I was also fortunate enough to visit the Venice Biennale through this grant. It seemed critical to see that year’s “The Encyclopedic Palace” where both Kunz and af Klint were included artists. Seeing their work installed together (in the same room!) within the Central Pavilion felt both like a victory of recognition and a familial moment, as well as a rather professional art framework for practices I had grown to see as so complex and extensive. In was through the physical act of traveling and putting my body up close to these works, that I was able to be in communication with a critical facet of painting— a changeable mixture of living and non-living things that has framed individual and collective human understandings throughout history.
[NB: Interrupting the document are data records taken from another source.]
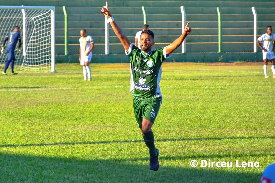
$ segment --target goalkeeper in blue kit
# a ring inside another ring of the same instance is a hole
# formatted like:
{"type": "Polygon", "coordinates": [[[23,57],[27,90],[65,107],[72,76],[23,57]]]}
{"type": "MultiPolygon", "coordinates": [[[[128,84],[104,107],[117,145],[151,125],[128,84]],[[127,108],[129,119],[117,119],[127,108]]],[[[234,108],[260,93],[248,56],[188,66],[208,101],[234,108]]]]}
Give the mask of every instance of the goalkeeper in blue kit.
{"type": "Polygon", "coordinates": [[[191,29],[187,23],[181,35],[170,44],[153,50],[155,35],[150,30],[144,30],[141,35],[141,49],[133,45],[123,33],[111,15],[108,2],[101,10],[125,49],[130,61],[131,88],[133,96],[134,109],[137,123],[141,130],[143,139],[149,149],[149,167],[155,171],[158,169],[159,151],[154,142],[152,127],[162,102],[159,83],[161,65],[172,52],[180,45],[191,29]]]}
{"type": "Polygon", "coordinates": [[[6,42],[8,40],[8,44],[7,46],[7,51],[8,52],[8,60],[6,63],[5,66],[4,71],[2,72],[3,75],[7,75],[7,70],[8,69],[10,64],[10,67],[12,70],[12,74],[17,74],[17,73],[14,72],[13,71],[13,66],[14,65],[14,61],[15,60],[15,57],[14,56],[14,50],[15,49],[16,43],[17,40],[19,41],[19,45],[16,50],[18,52],[20,52],[20,47],[22,43],[21,41],[21,38],[20,38],[20,28],[18,26],[16,26],[14,27],[13,31],[12,32],[5,38],[4,42],[2,45],[2,48],[1,50],[1,53],[2,54],[4,54],[4,50],[5,49],[5,45],[6,42]]]}

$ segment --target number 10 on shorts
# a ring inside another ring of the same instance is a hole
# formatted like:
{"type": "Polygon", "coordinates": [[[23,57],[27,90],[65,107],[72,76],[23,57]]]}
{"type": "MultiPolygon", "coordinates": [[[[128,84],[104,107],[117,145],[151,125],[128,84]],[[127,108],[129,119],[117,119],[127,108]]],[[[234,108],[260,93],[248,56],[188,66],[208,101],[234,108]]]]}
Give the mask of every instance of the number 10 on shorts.
{"type": "Polygon", "coordinates": [[[151,112],[151,117],[153,118],[155,118],[155,117],[156,116],[156,113],[153,111],[151,112]]]}

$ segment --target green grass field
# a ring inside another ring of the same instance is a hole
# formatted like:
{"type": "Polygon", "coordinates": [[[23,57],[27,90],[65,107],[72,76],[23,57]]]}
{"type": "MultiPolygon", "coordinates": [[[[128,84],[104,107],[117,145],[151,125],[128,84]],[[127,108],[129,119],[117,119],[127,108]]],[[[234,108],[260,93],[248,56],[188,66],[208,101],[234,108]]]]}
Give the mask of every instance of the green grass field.
{"type": "Polygon", "coordinates": [[[129,64],[91,66],[90,82],[76,64],[0,76],[0,182],[257,182],[275,162],[270,65],[266,79],[261,63],[164,64],[156,172],[135,120],[129,64]],[[208,159],[233,167],[200,167],[208,159]]]}

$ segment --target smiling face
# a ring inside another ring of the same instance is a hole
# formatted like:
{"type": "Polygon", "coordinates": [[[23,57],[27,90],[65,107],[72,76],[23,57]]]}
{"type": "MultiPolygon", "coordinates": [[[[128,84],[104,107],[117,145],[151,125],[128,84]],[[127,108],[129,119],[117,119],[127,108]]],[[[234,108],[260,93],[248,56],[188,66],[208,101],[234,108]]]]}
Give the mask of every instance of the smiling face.
{"type": "Polygon", "coordinates": [[[266,33],[267,34],[270,35],[271,35],[271,33],[272,32],[272,29],[271,27],[267,27],[266,29],[266,33]]]}
{"type": "Polygon", "coordinates": [[[85,38],[87,36],[87,33],[83,30],[80,31],[80,35],[82,38],[85,38]]]}
{"type": "Polygon", "coordinates": [[[151,35],[144,33],[141,36],[139,43],[141,50],[147,53],[152,49],[152,46],[155,44],[155,42],[151,35]]]}

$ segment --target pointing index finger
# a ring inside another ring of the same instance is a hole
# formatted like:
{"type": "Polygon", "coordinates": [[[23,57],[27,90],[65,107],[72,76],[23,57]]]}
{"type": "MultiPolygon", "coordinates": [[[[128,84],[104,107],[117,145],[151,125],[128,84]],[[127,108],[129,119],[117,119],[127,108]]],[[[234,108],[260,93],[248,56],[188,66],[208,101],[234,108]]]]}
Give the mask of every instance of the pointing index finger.
{"type": "Polygon", "coordinates": [[[189,22],[187,22],[187,23],[186,24],[186,26],[185,26],[186,27],[188,27],[188,25],[189,25],[189,22]]]}

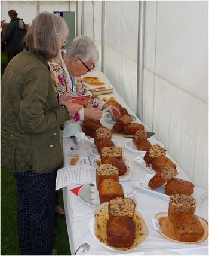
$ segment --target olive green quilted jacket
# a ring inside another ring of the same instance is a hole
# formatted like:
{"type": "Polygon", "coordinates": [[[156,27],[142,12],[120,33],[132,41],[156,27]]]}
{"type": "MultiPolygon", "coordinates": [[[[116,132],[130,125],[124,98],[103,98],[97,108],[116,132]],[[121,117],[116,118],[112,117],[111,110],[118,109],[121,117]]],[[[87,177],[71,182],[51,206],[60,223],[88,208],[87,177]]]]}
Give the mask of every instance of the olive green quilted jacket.
{"type": "Polygon", "coordinates": [[[62,167],[58,104],[47,60],[26,50],[6,68],[1,89],[1,167],[43,173],[62,167]]]}

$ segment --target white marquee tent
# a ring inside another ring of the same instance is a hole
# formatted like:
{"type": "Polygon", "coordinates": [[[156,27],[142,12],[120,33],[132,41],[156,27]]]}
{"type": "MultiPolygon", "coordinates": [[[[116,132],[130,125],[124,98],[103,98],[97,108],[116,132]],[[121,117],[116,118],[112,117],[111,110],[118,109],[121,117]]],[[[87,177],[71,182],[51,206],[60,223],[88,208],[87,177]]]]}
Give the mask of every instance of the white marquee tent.
{"type": "Polygon", "coordinates": [[[1,1],[31,24],[43,11],[75,13],[75,36],[97,66],[195,184],[208,181],[208,1],[1,1]]]}

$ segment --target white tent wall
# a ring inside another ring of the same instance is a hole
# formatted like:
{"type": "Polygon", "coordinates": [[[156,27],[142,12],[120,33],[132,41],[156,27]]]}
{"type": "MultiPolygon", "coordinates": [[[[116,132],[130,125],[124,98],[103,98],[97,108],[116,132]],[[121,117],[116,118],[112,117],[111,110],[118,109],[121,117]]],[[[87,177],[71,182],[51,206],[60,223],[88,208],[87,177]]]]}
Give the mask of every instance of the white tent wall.
{"type": "Polygon", "coordinates": [[[208,2],[146,1],[143,121],[194,183],[208,181],[208,2]]]}
{"type": "Polygon", "coordinates": [[[31,25],[39,13],[69,11],[69,7],[67,1],[1,1],[1,20],[6,19],[6,23],[10,23],[8,12],[14,9],[18,13],[18,17],[22,18],[26,24],[31,25]]]}
{"type": "MultiPolygon", "coordinates": [[[[1,20],[8,22],[7,12],[14,8],[31,24],[36,2],[1,1],[1,20]]],[[[104,72],[136,114],[139,3],[105,1],[104,72]]],[[[75,11],[76,35],[83,24],[83,33],[94,40],[101,54],[101,1],[39,4],[41,11],[75,11]]],[[[192,181],[208,188],[208,2],[147,1],[145,11],[142,121],[192,181]]]]}

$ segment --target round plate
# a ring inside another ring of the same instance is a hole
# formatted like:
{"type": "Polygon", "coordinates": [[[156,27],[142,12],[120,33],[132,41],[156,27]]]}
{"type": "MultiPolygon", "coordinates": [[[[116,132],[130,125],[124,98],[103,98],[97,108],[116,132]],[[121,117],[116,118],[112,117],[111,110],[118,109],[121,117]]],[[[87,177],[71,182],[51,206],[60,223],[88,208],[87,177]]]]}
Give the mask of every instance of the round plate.
{"type": "Polygon", "coordinates": [[[130,248],[109,246],[106,234],[107,221],[109,219],[108,203],[104,203],[97,206],[94,211],[94,216],[96,217],[93,217],[89,222],[90,231],[97,241],[110,249],[122,251],[131,250],[140,245],[149,235],[147,227],[142,214],[135,210],[133,220],[136,223],[136,231],[133,246],[130,248]]]}
{"type": "MultiPolygon", "coordinates": [[[[134,197],[136,191],[127,184],[119,183],[123,188],[124,197],[133,199],[134,197]]],[[[78,192],[78,196],[82,201],[88,205],[97,206],[101,204],[99,191],[97,189],[96,181],[87,183],[82,187],[78,192]]]]}
{"type": "MultiPolygon", "coordinates": [[[[136,117],[134,117],[134,115],[130,115],[130,116],[131,116],[131,118],[132,119],[132,121],[131,123],[133,123],[136,120],[136,117]]],[[[108,121],[109,121],[111,123],[116,123],[116,120],[113,118],[113,117],[111,115],[110,113],[106,114],[105,115],[105,117],[106,118],[106,119],[107,119],[108,121]]]]}
{"type": "MultiPolygon", "coordinates": [[[[112,141],[112,142],[114,143],[115,146],[119,147],[118,143],[115,139],[111,139],[111,141],[112,141]]],[[[91,146],[93,148],[93,154],[94,154],[96,156],[99,155],[98,151],[94,144],[94,138],[91,138],[91,139],[89,139],[88,141],[91,143],[91,146]]]]}
{"type": "Polygon", "coordinates": [[[162,230],[158,230],[157,231],[165,238],[170,240],[172,242],[179,243],[186,243],[188,245],[193,245],[196,243],[200,243],[206,240],[208,236],[208,223],[204,218],[197,216],[199,218],[204,233],[202,237],[196,242],[182,242],[176,240],[175,231],[173,225],[170,220],[168,214],[167,212],[161,212],[155,215],[155,218],[159,221],[160,227],[162,230]]]}
{"type": "MultiPolygon", "coordinates": [[[[159,146],[162,147],[162,148],[164,147],[164,145],[162,142],[160,142],[159,141],[156,141],[156,139],[148,139],[148,141],[150,142],[152,146],[158,144],[159,146]]],[[[136,145],[134,145],[133,142],[133,139],[126,141],[124,142],[124,146],[126,147],[127,150],[130,150],[132,152],[134,152],[135,153],[143,154],[146,152],[146,151],[138,150],[137,148],[136,147],[136,145]]]]}
{"type": "MultiPolygon", "coordinates": [[[[125,164],[126,165],[127,169],[125,174],[119,176],[119,181],[128,181],[128,179],[132,179],[131,173],[132,173],[132,171],[134,168],[134,166],[129,163],[128,159],[124,156],[122,157],[122,159],[125,163],[125,164]]],[[[102,164],[100,155],[98,155],[96,156],[94,158],[94,161],[97,166],[100,166],[102,164]]]]}

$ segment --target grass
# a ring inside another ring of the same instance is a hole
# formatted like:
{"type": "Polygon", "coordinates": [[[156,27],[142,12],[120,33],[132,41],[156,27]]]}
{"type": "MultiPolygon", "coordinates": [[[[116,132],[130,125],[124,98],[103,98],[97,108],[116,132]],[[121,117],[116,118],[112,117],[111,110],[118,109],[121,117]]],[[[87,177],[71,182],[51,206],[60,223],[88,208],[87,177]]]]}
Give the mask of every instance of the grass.
{"type": "MultiPolygon", "coordinates": [[[[1,78],[7,66],[5,52],[1,53],[1,78]]],[[[64,205],[62,190],[58,190],[59,205],[64,205]]],[[[66,218],[56,215],[54,225],[60,231],[54,236],[53,248],[58,255],[71,255],[66,218]]],[[[16,185],[12,172],[1,171],[1,254],[19,255],[16,208],[16,185]]]]}

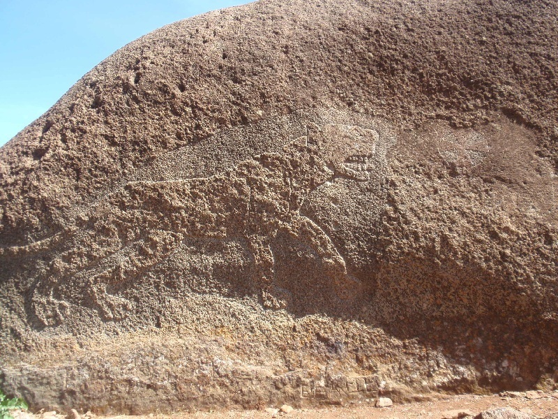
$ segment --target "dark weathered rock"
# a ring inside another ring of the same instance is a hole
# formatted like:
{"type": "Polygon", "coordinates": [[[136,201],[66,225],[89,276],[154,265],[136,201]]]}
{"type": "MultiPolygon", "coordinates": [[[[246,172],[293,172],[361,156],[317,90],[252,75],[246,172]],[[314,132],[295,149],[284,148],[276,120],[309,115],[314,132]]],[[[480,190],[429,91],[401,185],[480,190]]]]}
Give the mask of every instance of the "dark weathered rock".
{"type": "Polygon", "coordinates": [[[262,0],[116,52],[0,149],[0,387],[139,413],[556,376],[557,16],[262,0]]]}
{"type": "Polygon", "coordinates": [[[530,419],[531,415],[511,407],[492,409],[478,413],[475,419],[530,419]]]}

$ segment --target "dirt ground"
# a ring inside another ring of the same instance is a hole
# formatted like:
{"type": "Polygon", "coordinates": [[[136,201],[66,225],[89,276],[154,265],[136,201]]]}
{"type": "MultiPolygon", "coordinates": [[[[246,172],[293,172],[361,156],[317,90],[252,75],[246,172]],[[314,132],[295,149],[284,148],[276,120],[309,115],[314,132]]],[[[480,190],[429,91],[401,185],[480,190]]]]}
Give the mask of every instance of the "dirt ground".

A primary reason I was attracted to Kunz and af Klint was their organic sensibilities with line. For me, drawing has always been an immediate avenue for channeling thought, but after my travels, I have been complicating my thinking and making relationship in paintings and blurring the distinction between the two media. Af Klint’s paintings enabled me to understand more dynamic color relationships, scale, and a non-linear sense of subject matter. Both artists used color to give the sensation of life itself. I came back to New York with a desire to articulate my color choices with more buoyancy. I began making larger paintings using techniques that required a range of body movements and physical maneuvers. It was still important to consider aspects of lightness and beauty, though now with an enormous force, and not one that would succumb to the grandiosity of what society has called major or masterful. These works allowed me to articulate and include a subtle slipping back and forth between notions of major and minor. As a painter, I am increasingly interested in a matrilineal history of painting, and I believe that through this trip (and residual inclusive and embodied ways of thinking about painting), my work has became more rebellious in a reflexive way.